When questioned by reporters Thursday, former and current U.S. President Donald Trump claimed he had no prior knowledge of the charges against Van Dyke. Drawing a parallel to disgraced baseball icon Pete Rose, who was permanently banned from Major League Baseball for gambling on his own team’s games, Trump downplayed the severity of the offense depending on its direction. “Was he betting that they would get [Maduro] or they wouldn’t get him? That’s like Pete Rose betting on his own team. Now, if he bet against his team, that would be no good,” Trump told reporters. The comment lines up with Trump’s past support for Rose: in February 2025, Trump announced on Truth Social that he planned to issue a full pardon to Rose, arguing the baseball legend had only done wrong by betting on his own team to win.
The unsealing of Van Dyke’s indictment has amplified long-simmering concerns that officials and insiders throughout the Trump administration are widely exploiting nonpublic government information for personal financial gain. Independent watchdogs and governance experts have repeatedly labeled this second Trump term the most openly corrupt administration in U.S. history.
“The culture of insider trading and corruption starts at the top and is permeating everywhere and everything. This is what people hate about our government now,” said Representative Raja Krishnamoorthi, a Democrat from Illinois, echoing widespread criticism of the administration’s ethical standards.
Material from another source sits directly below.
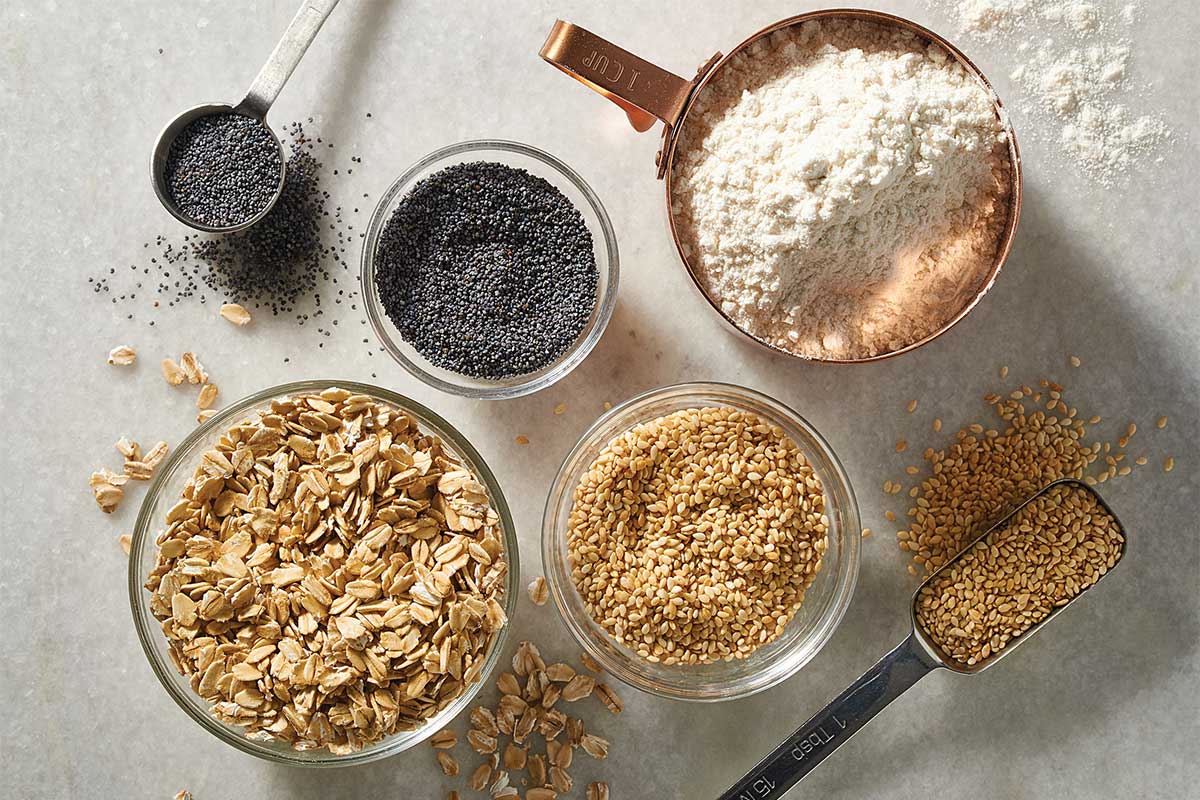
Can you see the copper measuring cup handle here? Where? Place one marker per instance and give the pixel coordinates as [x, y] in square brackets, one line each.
[645, 91]
[828, 729]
Many critics also point out the stark double standard in the case: while the low-ranking soldier who profited from the bet has been arrested, no senior officials who authorized the widely condemned illegal incursion into Venezuela have faced any accountability to date.
“I hear someone was arrested in connection with the patently illegal invasion of Venezuela. Can’t wait to see who is going to be held accountable for this lawless use of military force,” wrote Brian Finucane, senior adviser to the U.S. Program at the International Crisis Group, highlighting the gap in accountability for the operation itself.
The Van Dyke case is not an isolated incident: suspicious, well-timed bets connected to high-stakes U.S. military actions, from the Maduro abduction to the recent U.S. military strike on Iran, have raised alarms that systemic insider trading is widespread among Trump administration officials and associates with access to nonpublic information. Just last month, the Financial Times reported that a broker working for U.S. Secretary of Defense Pete Hegseth attempted to place a multi-million-dollar investment in weapons stocks in the weeks leading up to the joint U.S.-Israeli attack on Iran.
“The Iran War has become a corruption racket for the people close to President Trump,” said Senator Chris Murphy, a Connecticut Democrat. Murphy is the lead sponsor of new legislation that would ban private wagering on government actions, terrorist events, military conflicts, assassinations, and other events where a participant has advance confidential knowledge or control over the outcome.